Large non-banking financial companies (NBFCs) are in favour of living with the new regulatory regime for a few quarters before deciding on any moves in the direction of consolidation. Some of these companies are owned by conglomerates with interests in non-financial businesses, and converting into a bank is not an option for them under the current licensing regime.
Reserve Bank of India (RBI) governor Shaktikanta Das recently said it is up to NBFCs to make their own choices with respect to their future. “Given the scale-based regulations for NBFCs which are now introduced and given our current status with regard to the bank licensing policy, it is for large NBFCs to take their own commercial decisions about future, whether they want to continue as it is,” Das said.
Analysts are of the view that the increasing convergence between bank and NBFC regulations and the recent merger between Housing Development Finance Corporation (HDFC) and HDFC Bank may force a round of consolidation in the sector. However, non-bank lenders that FE spoke to said they would take some time for the new regulatory framework to become fully effective.
Ramesh Iyer, vice-chairman & managing director, Mahindra Finance, said it is early days to talk about converting into a bank just because there has been some regulatory tightening. Rather, it would be better to watch what steps the RBI takes to strengthen and support NBFCs after October 2022, when the scale-based regulation framework becomes effective. “After taking various steps to strengthen asset quality, I believe further steps would be taken to strengthen liquidity support. The industry has been requesting for setting up a refinancing institution for NBFCs.”
Other large players say there is a difference in the target audiences of banks and NBFCs and what worked for the HDFC group may not be the best option for others. Umesh Revankar, vice chairman & MD, Shriram Transport Finance Company, said: “We believe that there is enough scope and opportunity for NBFCs as they work in a different market where banks are not present or partially participate. That’s not going to change.”
If regulations for large NBFCs force a change, companies will adapt to follow them, Revankar said, adding that his company will not be looking for inorganic growth at this stage. “We are already carrying out an in-house merger between Shriram City Union and Shriram Transport,” he said.
In a recent report, Fitch Ratings said the merger of the HDFC twins could influence the evolution of the NBFC sector, particularly for large entities that have nurtured banking ambitions amid tightening sector regulations. “Large NBFIs could be acquisition targets (for banks), given their higher-margin products, large pools of priority-sector customers and loans, and potential cross-selling opportunities. However, the regulatory attitude towards such acquisitions will be an important factor in their success,” the rating agency said.
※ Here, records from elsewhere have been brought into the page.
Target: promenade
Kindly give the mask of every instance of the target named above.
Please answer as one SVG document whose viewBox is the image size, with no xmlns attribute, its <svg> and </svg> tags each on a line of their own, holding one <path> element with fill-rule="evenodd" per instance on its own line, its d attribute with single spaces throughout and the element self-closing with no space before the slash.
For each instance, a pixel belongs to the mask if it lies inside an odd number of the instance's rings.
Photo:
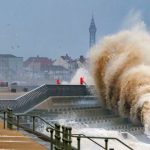
<svg viewBox="0 0 150 150">
<path fill-rule="evenodd" d="M 46 148 L 16 130 L 3 129 L 0 120 L 0 150 L 46 150 Z"/>
</svg>

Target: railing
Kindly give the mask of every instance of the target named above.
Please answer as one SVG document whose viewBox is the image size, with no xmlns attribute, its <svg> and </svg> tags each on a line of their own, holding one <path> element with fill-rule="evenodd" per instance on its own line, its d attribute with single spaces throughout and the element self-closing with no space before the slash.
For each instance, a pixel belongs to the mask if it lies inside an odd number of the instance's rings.
<svg viewBox="0 0 150 150">
<path fill-rule="evenodd" d="M 6 120 L 7 120 L 7 128 L 12 129 L 13 125 L 17 127 L 17 130 L 19 128 L 24 129 L 25 131 L 28 131 L 29 133 L 33 133 L 37 135 L 39 138 L 43 139 L 44 141 L 50 142 L 50 150 L 81 150 L 81 139 L 88 139 L 94 144 L 96 144 L 99 148 L 108 150 L 108 144 L 109 140 L 115 140 L 121 143 L 123 146 L 125 146 L 129 150 L 133 150 L 130 146 L 122 142 L 121 140 L 117 138 L 112 137 L 94 137 L 94 136 L 86 136 L 84 134 L 72 134 L 72 128 L 60 126 L 59 124 L 51 125 L 49 122 L 45 121 L 39 116 L 33 116 L 33 115 L 16 115 L 13 114 L 12 109 L 8 108 L 7 110 L 0 111 L 3 113 L 2 119 L 4 119 L 4 128 L 6 127 Z M 6 118 L 7 114 L 7 118 Z M 22 117 L 31 117 L 32 118 L 32 127 L 27 127 L 22 125 L 21 118 Z M 39 119 L 43 123 L 46 124 L 46 131 L 50 132 L 50 135 L 45 135 L 39 131 L 36 131 L 36 119 Z M 40 122 L 41 124 L 41 122 Z M 72 146 L 72 138 L 76 138 L 77 140 L 77 146 Z M 104 140 L 105 144 L 101 145 L 94 139 L 101 139 Z M 113 148 L 109 150 L 114 150 Z"/>
<path fill-rule="evenodd" d="M 50 96 L 90 95 L 83 85 L 42 85 L 15 100 L 0 100 L 0 109 L 10 107 L 16 113 L 25 113 Z"/>
</svg>

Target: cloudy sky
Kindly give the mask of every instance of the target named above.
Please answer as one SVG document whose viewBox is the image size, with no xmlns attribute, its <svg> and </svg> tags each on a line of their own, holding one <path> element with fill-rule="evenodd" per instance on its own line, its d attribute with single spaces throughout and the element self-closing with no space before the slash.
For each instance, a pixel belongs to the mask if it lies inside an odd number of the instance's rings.
<svg viewBox="0 0 150 150">
<path fill-rule="evenodd" d="M 92 13 L 97 40 L 120 31 L 128 17 L 150 26 L 150 0 L 0 0 L 0 53 L 86 55 Z"/>
</svg>

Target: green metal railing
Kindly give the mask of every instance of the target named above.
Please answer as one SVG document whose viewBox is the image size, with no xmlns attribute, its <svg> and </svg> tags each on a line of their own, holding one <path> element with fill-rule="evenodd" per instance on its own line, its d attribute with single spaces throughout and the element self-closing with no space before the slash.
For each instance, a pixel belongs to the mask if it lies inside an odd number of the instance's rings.
<svg viewBox="0 0 150 150">
<path fill-rule="evenodd" d="M 12 110 L 8 108 L 5 111 L 0 111 L 3 113 L 3 119 L 4 119 L 4 128 L 6 127 L 6 120 L 7 120 L 7 128 L 12 129 L 13 125 L 17 127 L 17 130 L 19 128 L 22 128 L 29 133 L 33 133 L 37 135 L 39 138 L 43 139 L 44 141 L 47 141 L 50 143 L 50 150 L 81 150 L 81 140 L 87 139 L 96 144 L 100 149 L 104 150 L 114 150 L 113 148 L 109 149 L 109 141 L 114 140 L 119 143 L 121 143 L 123 146 L 125 146 L 129 150 L 133 150 L 130 146 L 122 142 L 121 140 L 117 138 L 112 137 L 95 137 L 95 136 L 86 136 L 84 134 L 72 134 L 72 128 L 61 126 L 59 124 L 51 125 L 49 122 L 45 121 L 43 118 L 39 116 L 34 115 L 17 115 L 13 114 Z M 6 118 L 7 113 L 7 118 Z M 21 124 L 21 117 L 31 117 L 32 118 L 32 127 L 26 127 Z M 43 133 L 40 133 L 39 131 L 36 131 L 36 119 L 40 119 L 43 123 L 46 124 L 46 131 L 50 133 L 50 135 L 45 135 Z M 77 140 L 77 145 L 72 146 L 72 139 L 75 138 Z M 99 144 L 95 139 L 104 140 L 104 145 Z"/>
</svg>

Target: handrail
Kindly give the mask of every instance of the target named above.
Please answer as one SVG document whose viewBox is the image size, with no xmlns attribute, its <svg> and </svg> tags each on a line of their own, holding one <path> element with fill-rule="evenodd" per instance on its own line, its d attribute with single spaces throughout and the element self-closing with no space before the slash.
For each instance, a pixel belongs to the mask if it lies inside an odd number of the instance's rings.
<svg viewBox="0 0 150 150">
<path fill-rule="evenodd" d="M 130 150 L 134 150 L 133 148 L 131 148 L 130 146 L 128 146 L 127 144 L 125 144 L 124 142 L 122 142 L 121 140 L 119 140 L 118 138 L 114 138 L 114 137 L 98 137 L 98 136 L 86 136 L 84 134 L 72 134 L 72 137 L 82 137 L 82 138 L 88 138 L 88 139 L 107 139 L 107 140 L 117 140 L 118 142 L 120 142 L 121 144 L 123 144 L 124 146 L 126 146 L 127 148 L 129 148 Z"/>
</svg>

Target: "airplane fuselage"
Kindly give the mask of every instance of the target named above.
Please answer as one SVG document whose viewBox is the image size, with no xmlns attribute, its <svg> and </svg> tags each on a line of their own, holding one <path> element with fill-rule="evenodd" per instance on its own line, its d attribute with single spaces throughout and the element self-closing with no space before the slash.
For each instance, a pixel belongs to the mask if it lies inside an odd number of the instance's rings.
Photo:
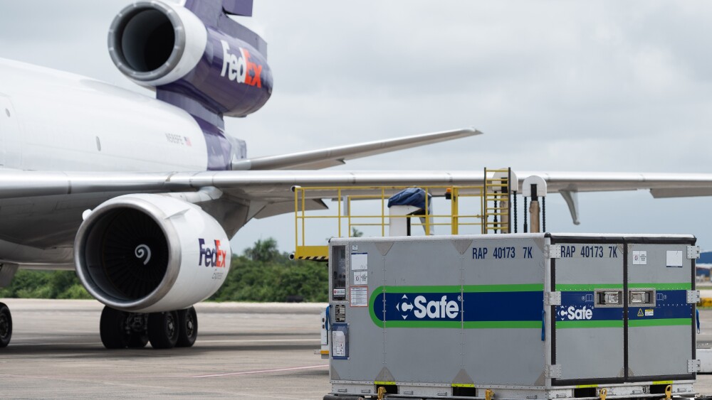
<svg viewBox="0 0 712 400">
<path fill-rule="evenodd" d="M 0 59 L 0 173 L 201 171 L 211 158 L 227 169 L 245 156 L 239 141 L 206 130 L 166 102 Z M 125 193 L 0 200 L 0 262 L 73 268 L 71 247 L 82 212 Z M 226 230 L 245 222 L 232 221 Z"/>
</svg>

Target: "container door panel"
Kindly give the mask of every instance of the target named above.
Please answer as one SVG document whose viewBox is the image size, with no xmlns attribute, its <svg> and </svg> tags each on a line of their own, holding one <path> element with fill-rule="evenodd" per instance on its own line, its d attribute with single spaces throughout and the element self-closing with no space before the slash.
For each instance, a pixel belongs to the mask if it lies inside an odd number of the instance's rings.
<svg viewBox="0 0 712 400">
<path fill-rule="evenodd" d="M 566 381 L 622 381 L 624 255 L 622 243 L 558 243 L 553 260 L 553 290 L 561 304 L 552 307 L 553 364 Z"/>
<path fill-rule="evenodd" d="M 687 303 L 692 279 L 686 244 L 628 245 L 629 380 L 693 377 L 687 367 L 694 358 L 694 309 Z"/>
</svg>

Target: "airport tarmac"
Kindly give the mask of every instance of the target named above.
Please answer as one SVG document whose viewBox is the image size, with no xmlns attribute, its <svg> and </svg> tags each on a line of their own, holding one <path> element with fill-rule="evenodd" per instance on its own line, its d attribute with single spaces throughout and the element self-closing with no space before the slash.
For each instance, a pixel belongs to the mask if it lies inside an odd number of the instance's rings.
<svg viewBox="0 0 712 400">
<path fill-rule="evenodd" d="M 314 355 L 325 305 L 201 303 L 193 347 L 107 350 L 96 301 L 2 301 L 14 323 L 0 349 L 4 399 L 320 399 L 330 389 L 328 362 Z M 712 347 L 712 310 L 701 320 L 698 345 Z M 712 375 L 696 387 L 712 394 Z"/>
</svg>

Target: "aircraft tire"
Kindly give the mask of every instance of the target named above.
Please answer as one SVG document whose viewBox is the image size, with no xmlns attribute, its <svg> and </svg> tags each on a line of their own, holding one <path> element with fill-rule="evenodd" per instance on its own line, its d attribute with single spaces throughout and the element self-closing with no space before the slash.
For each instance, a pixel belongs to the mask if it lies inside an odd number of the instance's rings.
<svg viewBox="0 0 712 400">
<path fill-rule="evenodd" d="M 171 349 L 178 341 L 178 313 L 166 311 L 148 315 L 148 340 L 155 349 Z"/>
<path fill-rule="evenodd" d="M 99 320 L 101 342 L 108 349 L 125 349 L 130 335 L 126 330 L 126 313 L 104 306 Z"/>
<path fill-rule="evenodd" d="M 177 347 L 192 347 L 198 337 L 198 315 L 195 308 L 178 310 L 178 341 Z"/>
<path fill-rule="evenodd" d="M 12 315 L 10 309 L 0 303 L 0 348 L 6 347 L 12 337 Z"/>
</svg>

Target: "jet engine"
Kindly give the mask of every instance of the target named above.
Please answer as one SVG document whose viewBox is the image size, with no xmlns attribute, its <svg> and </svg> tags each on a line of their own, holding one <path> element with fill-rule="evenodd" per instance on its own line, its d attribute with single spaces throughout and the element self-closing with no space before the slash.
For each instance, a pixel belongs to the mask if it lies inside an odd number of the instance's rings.
<svg viewBox="0 0 712 400">
<path fill-rule="evenodd" d="M 195 205 L 127 195 L 86 214 L 75 240 L 77 274 L 109 307 L 138 313 L 186 308 L 225 280 L 230 242 L 217 221 Z"/>
<path fill-rule="evenodd" d="M 177 4 L 136 1 L 114 19 L 109 53 L 122 73 L 157 88 L 159 99 L 162 92 L 188 99 L 169 102 L 182 108 L 229 117 L 257 111 L 272 94 L 272 72 L 266 56 L 236 37 L 254 33 L 239 26 L 231 34 L 205 21 Z M 239 26 L 229 21 L 226 27 Z"/>
</svg>

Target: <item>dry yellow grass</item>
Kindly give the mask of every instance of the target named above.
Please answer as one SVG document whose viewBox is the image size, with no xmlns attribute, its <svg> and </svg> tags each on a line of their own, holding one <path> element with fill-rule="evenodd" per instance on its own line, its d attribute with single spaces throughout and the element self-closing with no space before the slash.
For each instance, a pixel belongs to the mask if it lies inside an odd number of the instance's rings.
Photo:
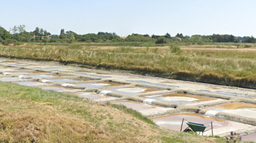
<svg viewBox="0 0 256 143">
<path fill-rule="evenodd" d="M 2 82 L 0 89 L 0 142 L 224 142 L 72 95 Z"/>
<path fill-rule="evenodd" d="M 196 48 L 191 46 L 183 50 L 182 48 L 182 51 L 177 52 L 166 47 L 102 47 L 82 44 L 0 46 L 0 56 L 59 61 L 90 68 L 126 70 L 133 73 L 256 89 L 254 47 L 216 48 L 217 46 L 211 45 L 214 47 L 213 48 L 206 46 Z"/>
</svg>

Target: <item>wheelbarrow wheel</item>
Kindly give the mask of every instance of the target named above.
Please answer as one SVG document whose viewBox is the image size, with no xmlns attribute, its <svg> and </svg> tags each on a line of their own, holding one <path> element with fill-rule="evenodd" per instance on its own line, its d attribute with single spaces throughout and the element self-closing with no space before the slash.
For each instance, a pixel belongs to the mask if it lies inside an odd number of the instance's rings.
<svg viewBox="0 0 256 143">
<path fill-rule="evenodd" d="M 190 129 L 186 129 L 183 131 L 184 132 L 188 132 L 191 131 L 192 131 Z"/>
</svg>

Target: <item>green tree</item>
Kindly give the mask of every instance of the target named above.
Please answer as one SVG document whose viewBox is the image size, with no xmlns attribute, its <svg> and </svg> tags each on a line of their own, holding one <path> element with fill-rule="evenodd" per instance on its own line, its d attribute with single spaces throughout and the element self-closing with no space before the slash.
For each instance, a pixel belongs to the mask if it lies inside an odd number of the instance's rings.
<svg viewBox="0 0 256 143">
<path fill-rule="evenodd" d="M 165 36 L 164 36 L 168 39 L 171 39 L 172 38 L 171 37 L 171 35 L 170 35 L 170 34 L 168 33 L 165 34 Z"/>
<path fill-rule="evenodd" d="M 0 27 L 0 39 L 6 40 L 11 38 L 11 34 L 4 28 Z"/>
<path fill-rule="evenodd" d="M 183 35 L 182 34 L 182 33 L 179 34 L 178 33 L 176 35 L 176 36 L 182 39 L 183 38 Z"/>
<path fill-rule="evenodd" d="M 18 26 L 18 31 L 19 31 L 19 33 L 21 34 L 22 33 L 25 31 L 25 27 L 26 26 L 24 25 L 20 25 Z"/>
<path fill-rule="evenodd" d="M 61 34 L 60 34 L 60 39 L 63 39 L 65 38 L 65 36 L 64 29 L 62 29 L 61 30 Z"/>
<path fill-rule="evenodd" d="M 18 27 L 16 25 L 14 25 L 13 28 L 12 29 L 12 31 L 13 33 L 14 34 L 18 33 Z"/>
<path fill-rule="evenodd" d="M 163 43 L 166 43 L 167 41 L 166 39 L 164 37 L 161 36 L 158 38 L 155 43 L 156 44 L 161 44 Z"/>
</svg>

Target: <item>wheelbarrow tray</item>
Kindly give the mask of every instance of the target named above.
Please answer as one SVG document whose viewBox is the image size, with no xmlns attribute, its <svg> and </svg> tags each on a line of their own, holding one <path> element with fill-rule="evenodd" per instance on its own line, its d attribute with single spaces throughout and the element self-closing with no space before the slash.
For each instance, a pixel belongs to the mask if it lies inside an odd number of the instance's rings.
<svg viewBox="0 0 256 143">
<path fill-rule="evenodd" d="M 194 131 L 204 132 L 207 127 L 204 124 L 186 122 L 186 123 L 189 127 Z"/>
</svg>

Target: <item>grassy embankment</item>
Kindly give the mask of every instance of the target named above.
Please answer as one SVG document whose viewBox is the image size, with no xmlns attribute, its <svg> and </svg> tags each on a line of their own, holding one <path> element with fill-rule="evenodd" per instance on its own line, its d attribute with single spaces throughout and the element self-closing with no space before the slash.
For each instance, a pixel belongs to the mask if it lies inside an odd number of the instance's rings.
<svg viewBox="0 0 256 143">
<path fill-rule="evenodd" d="M 115 105 L 11 83 L 0 91 L 0 142 L 225 142 L 162 129 Z"/>
<path fill-rule="evenodd" d="M 256 45 L 244 48 L 242 44 L 217 44 L 182 46 L 175 51 L 169 47 L 103 46 L 106 43 L 31 44 L 0 46 L 0 56 L 256 89 Z"/>
</svg>

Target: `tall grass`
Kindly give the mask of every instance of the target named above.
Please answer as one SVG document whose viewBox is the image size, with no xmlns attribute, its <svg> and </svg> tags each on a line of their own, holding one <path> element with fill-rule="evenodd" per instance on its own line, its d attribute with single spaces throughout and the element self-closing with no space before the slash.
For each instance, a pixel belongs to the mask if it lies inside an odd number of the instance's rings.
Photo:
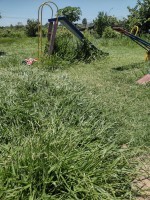
<svg viewBox="0 0 150 200">
<path fill-rule="evenodd" d="M 142 64 L 131 48 L 95 42 L 110 56 L 53 73 L 21 64 L 36 41 L 24 40 L 24 54 L 18 42 L 3 46 L 2 200 L 134 199 L 136 158 L 149 148 L 149 86 L 135 84 Z"/>
</svg>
However, it is unclear whether large conglomerates owning NBFCs will be unwilling to let go of their companies. In response to a question from an investor on whether Bajaj Finance plans to convert to a bank, the company’s management said after its Q3FY22 results there was no such plan at present. “RBI came out with their guidelines, it’s up for the shareholders to decide and we as management will follow what shareholders decide,” Bajaj Finance MD Rajeev Jain said.
In the meantime, as they adjust to the new regulations, the industry continues to speak to the regulator for some easing in the norms. One of them is with regard to the asset quality recognition. “Borrowers with loans of under Rs 2 crore who are small truck operators or tractor operators, for them the due date of a month is just indicative, and they pay anytime during the month,” Iyer said. The industry has requested that if the borrower repays during the same month, they should be allowed not to be treated as a non-performing asset.